Parallel and Distributed Computing

What is CPU ?

What is GPU ?
Difference between difference processing techniques ?

CPU, GPU, NPU and TPU - The Real Differences for AI/ML

CPU (Central Processing Unit) The classic processor in every computer. CPUs can run any software, including AI models, but are slower for deep learning due to fewer parallel cores. Best for:

Traditional machine learning (scikit-learn, XGBoost)
Running small models or prototypes
General-purpose tasks and light inference

GPU (Graphics Processing Unit) GPUs are built for parallel processing. They are the backbone of modern deep learning, perfect for training and inference of models like CNNs, RNNs, and transformers (GPT, BERT, ResNet). Best for:

Training and running large deep learning models
Supported by all major AI libraries
Flexible for many AI workloads

NPU (Neural Processing Unit) NPUs are specialised chips designed only for neural network operations, often embedded in smartphones and IoT devices. They run efficient models for vision, speech, and edge AI. Best for:

On-device, real-time AI (face unlock, language translation)
Battery-friendly AI in mobile and IoT
Lightweight, efficient models

TPU (Tensor Processing Unit) TPUs are Google’s custom AI accelerators, tuned for TensorFlow and massive neural networks. Ideal for training and deploying large models at cloud scale. Best for:

Scalable deep learning in Google Cloud
Training and inference for big models (BERT, GPT-2, EfficientNet)
High-speed tensor calculations
1. Which AI models run on each? CPU: Any model, but best for classical ML, prototyping, and small-scale inference GPU: All deep learning models (CNNs, RNNs, transformers) NPU: Optimised mobile and edge models (MobileNet, tiny BERT) TPU: Large-scale neural networks in TensorFlow

Note DPUs (Data Processing Units): DPUs don’t run AI models directly, but they play a key role in modern AI infrastructure. They accelerate data movement, networking, and storage, freeing up CPUs and GPUs for computation making large-scale AI systems faster and more efficient.

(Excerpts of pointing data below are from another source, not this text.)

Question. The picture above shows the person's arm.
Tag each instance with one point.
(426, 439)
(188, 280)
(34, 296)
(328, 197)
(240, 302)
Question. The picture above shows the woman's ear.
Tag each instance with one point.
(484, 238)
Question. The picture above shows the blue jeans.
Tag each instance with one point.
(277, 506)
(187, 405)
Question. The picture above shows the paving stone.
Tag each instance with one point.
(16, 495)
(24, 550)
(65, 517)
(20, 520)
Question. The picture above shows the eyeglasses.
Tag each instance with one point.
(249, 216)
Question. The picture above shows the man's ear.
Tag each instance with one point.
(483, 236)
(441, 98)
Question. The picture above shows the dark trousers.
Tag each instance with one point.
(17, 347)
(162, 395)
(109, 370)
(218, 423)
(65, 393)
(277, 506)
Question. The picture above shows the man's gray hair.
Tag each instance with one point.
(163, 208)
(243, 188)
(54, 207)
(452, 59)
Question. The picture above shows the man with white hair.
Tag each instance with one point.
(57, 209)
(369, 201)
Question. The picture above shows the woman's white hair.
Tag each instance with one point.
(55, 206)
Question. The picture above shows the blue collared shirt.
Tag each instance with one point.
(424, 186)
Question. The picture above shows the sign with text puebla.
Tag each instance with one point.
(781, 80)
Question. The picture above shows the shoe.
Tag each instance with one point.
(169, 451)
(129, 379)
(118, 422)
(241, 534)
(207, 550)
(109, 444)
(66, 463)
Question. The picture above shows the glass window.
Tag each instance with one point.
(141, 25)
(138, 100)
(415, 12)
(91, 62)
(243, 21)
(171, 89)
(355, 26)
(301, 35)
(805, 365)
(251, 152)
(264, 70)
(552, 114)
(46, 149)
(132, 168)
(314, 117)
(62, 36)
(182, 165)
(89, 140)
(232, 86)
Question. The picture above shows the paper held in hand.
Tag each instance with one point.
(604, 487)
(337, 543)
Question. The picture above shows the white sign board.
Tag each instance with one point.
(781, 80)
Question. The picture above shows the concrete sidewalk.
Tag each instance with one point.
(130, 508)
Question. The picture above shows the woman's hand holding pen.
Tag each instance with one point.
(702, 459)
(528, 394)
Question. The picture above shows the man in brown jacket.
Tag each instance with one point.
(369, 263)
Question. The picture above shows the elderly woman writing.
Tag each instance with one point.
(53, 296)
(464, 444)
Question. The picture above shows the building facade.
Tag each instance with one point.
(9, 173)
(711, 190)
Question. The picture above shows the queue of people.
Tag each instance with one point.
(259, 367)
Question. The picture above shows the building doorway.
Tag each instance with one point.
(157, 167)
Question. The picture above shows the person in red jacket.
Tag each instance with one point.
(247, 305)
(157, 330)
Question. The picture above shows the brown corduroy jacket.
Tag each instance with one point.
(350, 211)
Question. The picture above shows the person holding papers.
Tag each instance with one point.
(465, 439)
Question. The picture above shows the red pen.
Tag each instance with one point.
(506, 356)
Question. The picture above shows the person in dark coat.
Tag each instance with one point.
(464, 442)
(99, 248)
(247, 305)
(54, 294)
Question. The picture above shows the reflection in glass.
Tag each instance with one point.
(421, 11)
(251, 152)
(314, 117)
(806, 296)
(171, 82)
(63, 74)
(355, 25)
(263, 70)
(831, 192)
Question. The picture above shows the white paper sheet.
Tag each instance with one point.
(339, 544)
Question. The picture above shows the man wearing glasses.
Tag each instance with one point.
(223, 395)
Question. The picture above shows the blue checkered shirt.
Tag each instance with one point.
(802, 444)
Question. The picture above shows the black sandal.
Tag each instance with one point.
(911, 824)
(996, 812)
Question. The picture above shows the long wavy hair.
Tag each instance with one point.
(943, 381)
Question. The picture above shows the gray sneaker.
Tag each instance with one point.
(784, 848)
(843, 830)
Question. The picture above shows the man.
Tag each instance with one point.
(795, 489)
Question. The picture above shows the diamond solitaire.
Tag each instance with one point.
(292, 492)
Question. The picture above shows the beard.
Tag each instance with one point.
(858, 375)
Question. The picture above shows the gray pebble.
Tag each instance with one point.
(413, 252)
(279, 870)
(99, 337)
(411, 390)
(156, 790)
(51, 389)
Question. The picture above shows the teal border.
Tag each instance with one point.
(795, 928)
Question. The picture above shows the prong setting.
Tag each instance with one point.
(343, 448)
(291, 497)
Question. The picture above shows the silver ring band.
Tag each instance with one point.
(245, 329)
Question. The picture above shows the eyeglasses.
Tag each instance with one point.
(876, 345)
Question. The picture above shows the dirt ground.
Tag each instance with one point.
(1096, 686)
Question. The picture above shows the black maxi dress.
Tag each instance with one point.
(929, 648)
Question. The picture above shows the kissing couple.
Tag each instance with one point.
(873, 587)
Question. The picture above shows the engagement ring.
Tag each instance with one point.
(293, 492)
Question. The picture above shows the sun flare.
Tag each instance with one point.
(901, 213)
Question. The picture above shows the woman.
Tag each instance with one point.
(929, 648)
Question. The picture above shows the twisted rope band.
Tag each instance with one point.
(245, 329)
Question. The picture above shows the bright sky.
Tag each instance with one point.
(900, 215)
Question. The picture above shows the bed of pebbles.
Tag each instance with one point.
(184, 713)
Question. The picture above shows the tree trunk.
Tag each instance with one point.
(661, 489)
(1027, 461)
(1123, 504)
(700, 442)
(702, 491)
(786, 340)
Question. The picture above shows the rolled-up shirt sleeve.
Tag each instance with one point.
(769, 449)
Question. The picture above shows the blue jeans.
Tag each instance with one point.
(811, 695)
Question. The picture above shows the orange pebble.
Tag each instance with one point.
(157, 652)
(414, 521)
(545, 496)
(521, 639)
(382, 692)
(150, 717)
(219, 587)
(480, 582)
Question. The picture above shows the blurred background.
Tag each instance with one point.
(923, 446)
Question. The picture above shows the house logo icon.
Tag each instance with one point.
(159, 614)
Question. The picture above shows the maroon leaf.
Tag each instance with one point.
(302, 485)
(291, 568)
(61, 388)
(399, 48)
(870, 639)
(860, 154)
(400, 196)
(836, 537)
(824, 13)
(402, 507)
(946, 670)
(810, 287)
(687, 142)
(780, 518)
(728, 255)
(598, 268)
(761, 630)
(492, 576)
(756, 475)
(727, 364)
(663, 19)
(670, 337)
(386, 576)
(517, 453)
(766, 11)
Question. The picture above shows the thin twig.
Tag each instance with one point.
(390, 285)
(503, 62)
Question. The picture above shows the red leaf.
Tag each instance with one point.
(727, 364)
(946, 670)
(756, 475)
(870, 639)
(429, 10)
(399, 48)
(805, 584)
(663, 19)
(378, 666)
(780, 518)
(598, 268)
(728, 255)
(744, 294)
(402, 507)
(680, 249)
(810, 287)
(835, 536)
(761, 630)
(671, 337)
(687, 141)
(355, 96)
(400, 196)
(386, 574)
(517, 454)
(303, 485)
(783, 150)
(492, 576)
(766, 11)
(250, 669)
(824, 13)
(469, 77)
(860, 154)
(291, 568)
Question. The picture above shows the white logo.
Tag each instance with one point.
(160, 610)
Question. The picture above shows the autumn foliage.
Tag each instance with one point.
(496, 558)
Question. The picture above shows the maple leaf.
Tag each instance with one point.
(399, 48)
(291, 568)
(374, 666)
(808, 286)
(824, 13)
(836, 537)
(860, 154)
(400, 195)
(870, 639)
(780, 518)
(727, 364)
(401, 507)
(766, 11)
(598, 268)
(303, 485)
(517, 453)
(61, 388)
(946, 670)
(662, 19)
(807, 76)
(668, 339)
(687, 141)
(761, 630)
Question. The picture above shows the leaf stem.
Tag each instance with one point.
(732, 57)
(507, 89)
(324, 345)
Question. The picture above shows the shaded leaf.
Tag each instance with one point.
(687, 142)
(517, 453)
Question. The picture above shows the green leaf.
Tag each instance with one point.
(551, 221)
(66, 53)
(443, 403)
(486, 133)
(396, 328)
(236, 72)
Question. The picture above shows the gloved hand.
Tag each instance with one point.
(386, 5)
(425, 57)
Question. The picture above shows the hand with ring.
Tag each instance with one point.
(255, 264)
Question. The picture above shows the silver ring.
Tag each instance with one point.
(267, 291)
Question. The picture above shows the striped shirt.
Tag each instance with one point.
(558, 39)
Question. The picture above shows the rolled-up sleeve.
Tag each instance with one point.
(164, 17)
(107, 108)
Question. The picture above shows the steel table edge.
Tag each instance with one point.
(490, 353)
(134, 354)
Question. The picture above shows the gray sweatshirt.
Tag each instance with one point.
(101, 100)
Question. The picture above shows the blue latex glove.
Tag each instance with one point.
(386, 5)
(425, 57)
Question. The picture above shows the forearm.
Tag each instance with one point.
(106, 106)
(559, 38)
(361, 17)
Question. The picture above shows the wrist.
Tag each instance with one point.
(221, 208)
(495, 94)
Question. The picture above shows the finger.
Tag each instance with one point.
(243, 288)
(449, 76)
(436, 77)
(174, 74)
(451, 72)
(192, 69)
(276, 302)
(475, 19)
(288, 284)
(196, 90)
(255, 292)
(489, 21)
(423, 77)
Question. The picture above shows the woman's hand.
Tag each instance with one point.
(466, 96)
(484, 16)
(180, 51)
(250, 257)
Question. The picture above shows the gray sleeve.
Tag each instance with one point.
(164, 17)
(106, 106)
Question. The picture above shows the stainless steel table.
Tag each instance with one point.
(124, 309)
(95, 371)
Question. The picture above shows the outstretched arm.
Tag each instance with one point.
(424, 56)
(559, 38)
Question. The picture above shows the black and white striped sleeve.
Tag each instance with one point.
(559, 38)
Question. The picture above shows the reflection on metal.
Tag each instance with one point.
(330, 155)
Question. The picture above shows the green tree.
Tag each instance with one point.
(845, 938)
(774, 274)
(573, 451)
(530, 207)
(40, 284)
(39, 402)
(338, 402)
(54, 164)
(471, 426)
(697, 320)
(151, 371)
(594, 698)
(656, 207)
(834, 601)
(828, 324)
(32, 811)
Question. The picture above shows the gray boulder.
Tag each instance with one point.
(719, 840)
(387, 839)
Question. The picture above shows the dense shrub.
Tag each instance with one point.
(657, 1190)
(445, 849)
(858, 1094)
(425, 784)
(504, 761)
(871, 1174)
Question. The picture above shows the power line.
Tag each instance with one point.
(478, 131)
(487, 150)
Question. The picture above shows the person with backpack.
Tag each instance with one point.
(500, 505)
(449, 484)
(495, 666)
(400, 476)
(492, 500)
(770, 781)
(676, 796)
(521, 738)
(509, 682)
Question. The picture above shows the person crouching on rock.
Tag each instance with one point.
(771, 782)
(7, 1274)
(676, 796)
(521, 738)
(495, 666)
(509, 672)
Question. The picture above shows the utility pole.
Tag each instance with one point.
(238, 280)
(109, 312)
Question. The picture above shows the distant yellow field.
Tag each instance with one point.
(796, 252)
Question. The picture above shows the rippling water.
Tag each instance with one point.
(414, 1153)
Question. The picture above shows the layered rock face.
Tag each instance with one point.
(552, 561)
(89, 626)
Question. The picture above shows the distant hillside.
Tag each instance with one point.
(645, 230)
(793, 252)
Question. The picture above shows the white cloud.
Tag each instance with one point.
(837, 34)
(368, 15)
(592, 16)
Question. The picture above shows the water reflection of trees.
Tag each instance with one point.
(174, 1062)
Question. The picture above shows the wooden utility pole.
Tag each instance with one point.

What is Parallel Processing ? What is parallel programming on GPU ?
Parallel transfer of data from CPU to GPU for computation using Cuda(C/C++) programming language

Story of School Team Work to Parallel Computing : Everyone have attended the school from their childhood to the Pre-College, Therefore Let’s Imagine a school with several classrooms. Each classroom is different—some bigger, some smaller, depending on what the school can afford, but every classroom is filled with students waiting for assignments.

Now, there’s a large pile of tasks that needs to be handled. Rule number one: no single classroom is allowed more than 1,024 tasks at any time. The work in each classroom happens differently, too—not every student tackles their own task immediately on their own.

Inside each classroom, tasks are handed out in special groups known as warps. Each warp is like a tight-knit team of students—32 of them move in perfect coordination, all working on their assigned tasks together, step by step without falling out of lockstep (everyone on the team does the same thing at the same time, or they wait for those who aren’t done yet).

At any moment, within a classroom, the number of tasks being actively worked on equals 32 times the number of warps that classroom can support. If, for instance, every classroom has 4 warps, then 128 (32 x 4) tasks are being processed at once in that classroom. Multiply that by the number of classrooms you have in the school: for N classrooms, a total of 32 x number of warps x N tasks are being worked on at the same moment.

The team size in each classroom (the number of warps) depends on how fancy or advanced your school is—that is, what kind of computer you have. So as more classrooms join, and each classroom handles more warps, the whole school can get through that mountain of tasks much, much faster.

What we have learn from this story about the parallel processing on GPU devices ?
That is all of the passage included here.